Eu não sei o que deu em mim naquele momento, mas eu não pensei direito, eu apenas tirei um cartão da minha carteira e entreguei para aquela garçonete.

- Passe a conta dela no meu cartão.- Eu disse de repente.

Helena me encarou imediatamente com uma certa surpresa em seu olhar e pude ver que ela não estava acreditando no que eu havia feito.

- Tem certeza?- A garçonete me questionou.

- Passe logo, eu não tenho tempo a perder.- A respondi impaciente.

Eu não sei o que deu em mim, mas algo em mim agiu rápido e eu não pensei... Eu só sei que não iria conseguir sair daqui tranquilo e deixar essa garota se ferrar.

- Pronto! Você deu sorte dessa, garota. Agora não volte mais a esse restaurante se você não tiver dinheiro pra pagar a conta, nós não somos um albergue para fazer caridade.- A garçonete alfinetou a Helena.

Eu não quis ficar ali para ouvir o resto, então apenas dei as costas para as duas e saí dali sem olhar para trás.

- Professor?- Eu já estava na porta do restaurante, mas pude ouvir aquela garota chamar por mim.

Mas o que ela quer?

- Eu não tenho tempo a perder, garota. Fale logo!- A respondi sem paciência.

- Eu só queria te agradecer pelo que o senhor fez lá dentro... Muito obrigada, eu sabia que lá no fundo o senhor era uma boa pessoa.- Helena disse me fazendo rir de nervoso.

Ahh, isso não é possível!

- Helena, não me faça arrepender pelo que eu acabei de fazer.- A respondi totalmente sem paciência.

- Eu não quero te deixar nervoso, professor.

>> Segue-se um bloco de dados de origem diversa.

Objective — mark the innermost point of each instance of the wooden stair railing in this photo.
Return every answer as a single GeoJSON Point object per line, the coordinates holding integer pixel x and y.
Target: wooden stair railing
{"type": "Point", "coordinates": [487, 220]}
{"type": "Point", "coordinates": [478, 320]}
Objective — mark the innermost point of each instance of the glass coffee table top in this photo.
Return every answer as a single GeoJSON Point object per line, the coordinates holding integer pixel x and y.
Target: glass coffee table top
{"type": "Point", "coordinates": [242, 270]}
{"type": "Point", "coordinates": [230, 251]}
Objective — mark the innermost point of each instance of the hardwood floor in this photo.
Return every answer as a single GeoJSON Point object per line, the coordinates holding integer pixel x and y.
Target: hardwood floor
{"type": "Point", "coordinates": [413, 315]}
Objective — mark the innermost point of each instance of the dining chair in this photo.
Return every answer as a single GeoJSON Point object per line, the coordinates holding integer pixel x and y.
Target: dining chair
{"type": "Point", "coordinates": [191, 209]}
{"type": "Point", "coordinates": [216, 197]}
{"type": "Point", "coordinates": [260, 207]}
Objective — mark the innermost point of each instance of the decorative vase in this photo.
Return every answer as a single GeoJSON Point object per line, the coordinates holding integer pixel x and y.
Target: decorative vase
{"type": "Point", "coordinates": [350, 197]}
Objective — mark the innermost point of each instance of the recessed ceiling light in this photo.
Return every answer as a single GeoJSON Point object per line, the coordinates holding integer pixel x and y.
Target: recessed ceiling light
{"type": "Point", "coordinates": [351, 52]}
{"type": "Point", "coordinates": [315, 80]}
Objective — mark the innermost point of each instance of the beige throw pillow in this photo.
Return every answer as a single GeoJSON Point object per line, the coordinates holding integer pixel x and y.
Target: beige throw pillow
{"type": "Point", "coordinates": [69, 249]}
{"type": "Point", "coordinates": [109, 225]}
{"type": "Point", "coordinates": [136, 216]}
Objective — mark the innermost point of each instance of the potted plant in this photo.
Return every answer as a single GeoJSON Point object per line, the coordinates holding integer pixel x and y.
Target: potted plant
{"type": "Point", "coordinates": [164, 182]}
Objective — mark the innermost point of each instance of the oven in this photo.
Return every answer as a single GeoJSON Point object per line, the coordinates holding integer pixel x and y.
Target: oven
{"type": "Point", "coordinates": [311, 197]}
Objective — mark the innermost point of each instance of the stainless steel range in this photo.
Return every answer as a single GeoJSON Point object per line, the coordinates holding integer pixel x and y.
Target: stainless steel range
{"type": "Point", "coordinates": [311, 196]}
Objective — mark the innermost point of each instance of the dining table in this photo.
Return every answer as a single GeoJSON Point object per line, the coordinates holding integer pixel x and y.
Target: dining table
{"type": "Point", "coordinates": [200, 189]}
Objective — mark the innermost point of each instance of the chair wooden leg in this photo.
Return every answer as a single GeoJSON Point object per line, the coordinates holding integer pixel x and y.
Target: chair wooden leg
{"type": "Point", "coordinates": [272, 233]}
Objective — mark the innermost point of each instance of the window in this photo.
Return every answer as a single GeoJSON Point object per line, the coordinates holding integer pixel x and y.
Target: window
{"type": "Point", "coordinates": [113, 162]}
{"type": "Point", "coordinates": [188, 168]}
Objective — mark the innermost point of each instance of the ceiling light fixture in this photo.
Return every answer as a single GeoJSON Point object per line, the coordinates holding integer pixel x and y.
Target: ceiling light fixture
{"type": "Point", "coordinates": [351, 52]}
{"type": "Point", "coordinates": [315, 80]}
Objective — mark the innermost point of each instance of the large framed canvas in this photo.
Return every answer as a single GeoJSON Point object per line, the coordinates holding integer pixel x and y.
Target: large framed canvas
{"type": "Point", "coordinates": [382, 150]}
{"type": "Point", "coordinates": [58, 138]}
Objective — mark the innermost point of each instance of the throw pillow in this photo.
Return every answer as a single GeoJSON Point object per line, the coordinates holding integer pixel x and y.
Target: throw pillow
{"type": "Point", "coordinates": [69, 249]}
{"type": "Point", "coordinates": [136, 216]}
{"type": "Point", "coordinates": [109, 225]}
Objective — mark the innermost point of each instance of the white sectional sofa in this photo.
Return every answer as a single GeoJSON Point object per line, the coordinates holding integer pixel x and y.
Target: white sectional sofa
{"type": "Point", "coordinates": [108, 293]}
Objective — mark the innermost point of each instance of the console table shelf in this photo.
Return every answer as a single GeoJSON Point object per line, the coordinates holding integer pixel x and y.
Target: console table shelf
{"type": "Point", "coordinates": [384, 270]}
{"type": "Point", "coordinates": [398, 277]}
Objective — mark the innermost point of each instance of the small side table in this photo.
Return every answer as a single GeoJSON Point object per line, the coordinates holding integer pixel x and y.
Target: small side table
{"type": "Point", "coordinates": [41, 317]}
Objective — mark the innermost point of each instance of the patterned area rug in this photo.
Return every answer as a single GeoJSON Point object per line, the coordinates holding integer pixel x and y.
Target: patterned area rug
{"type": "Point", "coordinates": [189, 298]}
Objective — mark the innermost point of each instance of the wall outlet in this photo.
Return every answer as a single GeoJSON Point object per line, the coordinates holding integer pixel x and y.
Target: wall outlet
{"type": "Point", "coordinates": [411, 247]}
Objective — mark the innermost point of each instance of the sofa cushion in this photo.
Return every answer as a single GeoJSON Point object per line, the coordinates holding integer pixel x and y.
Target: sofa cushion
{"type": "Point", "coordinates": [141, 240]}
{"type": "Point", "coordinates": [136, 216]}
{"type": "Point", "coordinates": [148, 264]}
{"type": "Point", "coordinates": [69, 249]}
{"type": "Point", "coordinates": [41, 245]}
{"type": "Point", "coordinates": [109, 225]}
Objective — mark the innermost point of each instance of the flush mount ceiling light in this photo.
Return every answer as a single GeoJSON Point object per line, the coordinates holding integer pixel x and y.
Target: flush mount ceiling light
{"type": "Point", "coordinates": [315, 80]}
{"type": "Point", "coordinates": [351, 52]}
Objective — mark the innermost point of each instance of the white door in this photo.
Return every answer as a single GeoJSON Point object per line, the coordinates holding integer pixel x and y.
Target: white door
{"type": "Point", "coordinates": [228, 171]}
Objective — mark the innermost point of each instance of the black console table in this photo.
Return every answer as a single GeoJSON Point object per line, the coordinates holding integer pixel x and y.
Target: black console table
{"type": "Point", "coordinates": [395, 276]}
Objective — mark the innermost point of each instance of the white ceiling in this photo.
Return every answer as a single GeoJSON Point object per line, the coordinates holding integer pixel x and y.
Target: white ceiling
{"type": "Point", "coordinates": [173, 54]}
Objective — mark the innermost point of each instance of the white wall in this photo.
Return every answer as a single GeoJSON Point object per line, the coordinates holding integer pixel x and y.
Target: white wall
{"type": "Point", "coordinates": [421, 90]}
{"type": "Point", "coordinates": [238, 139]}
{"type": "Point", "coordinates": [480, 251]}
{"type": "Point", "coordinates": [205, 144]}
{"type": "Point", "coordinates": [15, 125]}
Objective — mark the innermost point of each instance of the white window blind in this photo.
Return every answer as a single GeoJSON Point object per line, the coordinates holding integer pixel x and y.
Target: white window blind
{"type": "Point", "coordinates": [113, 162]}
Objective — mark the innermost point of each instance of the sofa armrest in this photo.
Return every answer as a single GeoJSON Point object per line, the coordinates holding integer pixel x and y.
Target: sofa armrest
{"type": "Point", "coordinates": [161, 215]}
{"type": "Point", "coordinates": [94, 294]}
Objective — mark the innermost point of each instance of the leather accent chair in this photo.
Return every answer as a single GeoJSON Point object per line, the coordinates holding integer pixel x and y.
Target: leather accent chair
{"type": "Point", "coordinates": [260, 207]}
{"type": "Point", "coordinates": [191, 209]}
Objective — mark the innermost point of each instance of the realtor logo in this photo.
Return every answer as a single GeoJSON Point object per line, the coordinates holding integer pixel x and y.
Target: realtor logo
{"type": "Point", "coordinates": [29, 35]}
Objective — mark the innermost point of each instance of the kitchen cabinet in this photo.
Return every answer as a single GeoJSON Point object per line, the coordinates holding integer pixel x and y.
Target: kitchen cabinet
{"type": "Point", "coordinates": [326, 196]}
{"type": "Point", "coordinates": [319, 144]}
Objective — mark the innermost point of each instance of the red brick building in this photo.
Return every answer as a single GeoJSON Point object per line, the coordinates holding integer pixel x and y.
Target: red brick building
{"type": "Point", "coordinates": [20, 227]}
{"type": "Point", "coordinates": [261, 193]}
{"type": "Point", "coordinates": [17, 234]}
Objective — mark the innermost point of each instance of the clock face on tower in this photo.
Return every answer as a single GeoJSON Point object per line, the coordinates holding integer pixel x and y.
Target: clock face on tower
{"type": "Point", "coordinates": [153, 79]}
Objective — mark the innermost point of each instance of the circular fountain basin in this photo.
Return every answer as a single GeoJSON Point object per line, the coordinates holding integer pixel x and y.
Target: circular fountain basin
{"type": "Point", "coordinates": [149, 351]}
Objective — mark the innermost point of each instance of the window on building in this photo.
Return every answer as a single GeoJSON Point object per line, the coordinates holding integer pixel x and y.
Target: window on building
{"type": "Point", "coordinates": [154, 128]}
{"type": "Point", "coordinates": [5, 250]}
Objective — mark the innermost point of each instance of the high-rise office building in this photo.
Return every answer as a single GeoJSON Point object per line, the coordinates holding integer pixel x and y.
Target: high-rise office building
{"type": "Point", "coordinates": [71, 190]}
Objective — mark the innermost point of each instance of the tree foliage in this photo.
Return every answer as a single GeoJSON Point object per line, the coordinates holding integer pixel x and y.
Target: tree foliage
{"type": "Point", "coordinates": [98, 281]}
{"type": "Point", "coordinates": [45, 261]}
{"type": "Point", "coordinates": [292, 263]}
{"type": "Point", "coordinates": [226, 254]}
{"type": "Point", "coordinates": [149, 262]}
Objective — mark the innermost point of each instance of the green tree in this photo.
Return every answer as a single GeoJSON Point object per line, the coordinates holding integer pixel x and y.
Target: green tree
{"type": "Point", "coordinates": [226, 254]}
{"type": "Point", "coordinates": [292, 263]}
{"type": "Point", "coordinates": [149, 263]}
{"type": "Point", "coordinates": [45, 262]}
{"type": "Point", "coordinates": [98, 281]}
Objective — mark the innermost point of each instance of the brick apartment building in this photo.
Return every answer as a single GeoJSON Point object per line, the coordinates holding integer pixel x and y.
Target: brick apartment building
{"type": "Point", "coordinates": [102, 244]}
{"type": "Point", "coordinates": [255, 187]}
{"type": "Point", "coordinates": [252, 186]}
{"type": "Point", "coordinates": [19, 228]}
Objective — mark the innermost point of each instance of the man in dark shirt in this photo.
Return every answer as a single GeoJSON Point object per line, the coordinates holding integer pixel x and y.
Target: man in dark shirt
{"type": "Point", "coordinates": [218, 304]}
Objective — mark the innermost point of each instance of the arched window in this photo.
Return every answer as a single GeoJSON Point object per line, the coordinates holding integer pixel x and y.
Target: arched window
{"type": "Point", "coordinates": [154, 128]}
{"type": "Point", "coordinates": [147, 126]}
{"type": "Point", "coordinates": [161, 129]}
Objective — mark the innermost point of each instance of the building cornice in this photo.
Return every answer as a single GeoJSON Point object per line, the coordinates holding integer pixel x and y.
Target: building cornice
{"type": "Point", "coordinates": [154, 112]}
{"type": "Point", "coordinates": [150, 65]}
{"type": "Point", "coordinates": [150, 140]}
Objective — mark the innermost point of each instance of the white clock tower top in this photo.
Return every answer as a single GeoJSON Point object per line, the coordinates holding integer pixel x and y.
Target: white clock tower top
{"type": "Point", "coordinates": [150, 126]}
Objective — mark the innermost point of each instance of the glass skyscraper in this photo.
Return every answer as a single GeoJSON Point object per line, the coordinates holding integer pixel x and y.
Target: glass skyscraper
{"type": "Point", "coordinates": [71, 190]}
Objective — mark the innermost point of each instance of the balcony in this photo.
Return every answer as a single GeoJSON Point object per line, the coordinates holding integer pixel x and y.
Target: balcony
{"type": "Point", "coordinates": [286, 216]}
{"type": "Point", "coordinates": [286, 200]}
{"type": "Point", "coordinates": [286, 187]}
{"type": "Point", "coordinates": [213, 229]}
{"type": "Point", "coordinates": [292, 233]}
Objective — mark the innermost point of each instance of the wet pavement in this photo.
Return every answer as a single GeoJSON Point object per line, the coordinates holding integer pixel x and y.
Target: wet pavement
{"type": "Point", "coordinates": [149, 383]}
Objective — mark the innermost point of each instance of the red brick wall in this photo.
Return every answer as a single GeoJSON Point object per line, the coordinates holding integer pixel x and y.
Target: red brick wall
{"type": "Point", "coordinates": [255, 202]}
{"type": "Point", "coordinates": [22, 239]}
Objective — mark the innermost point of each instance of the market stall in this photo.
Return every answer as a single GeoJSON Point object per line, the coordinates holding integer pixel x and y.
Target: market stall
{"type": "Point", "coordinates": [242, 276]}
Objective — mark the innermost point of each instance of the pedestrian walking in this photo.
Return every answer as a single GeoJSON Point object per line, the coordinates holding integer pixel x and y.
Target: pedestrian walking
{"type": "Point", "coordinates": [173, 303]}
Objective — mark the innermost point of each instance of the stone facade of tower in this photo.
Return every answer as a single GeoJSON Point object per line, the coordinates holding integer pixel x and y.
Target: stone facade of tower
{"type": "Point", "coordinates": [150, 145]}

Só queria te agradecer mesmo... Muito, mas muito obrigada pela que o senhor fez... Eu nunca vou me esquecer desse seu gesto.- A  Helena disse com um sorrisinho doce e bem ingênuo em seus lábios e aquilo me deixou zonzo.

Eu acho melhor eu ir embora... É o melhor que eu faço.

- Eu só fiz o que eu faria por qualquer pessoa... Agora eu tenho que ir, Helena. Tchau!- Me despedi dela e dei as costas já saindo dali.

Eu não sei porque e muito menos como, mas existe algo nessa garota que me causa uma coisa estranha... Uma coisa que eu não quero e não posso sentir.

Antes de sair daquele shopping, eu olhei para trás enquanto andava e os meus olhos se encontraram com os olhos dela... Helena me encarava com um sorriso lindo em seu rosto de menina e naquele momento eu só quis esquecer que ela era a minha aluna.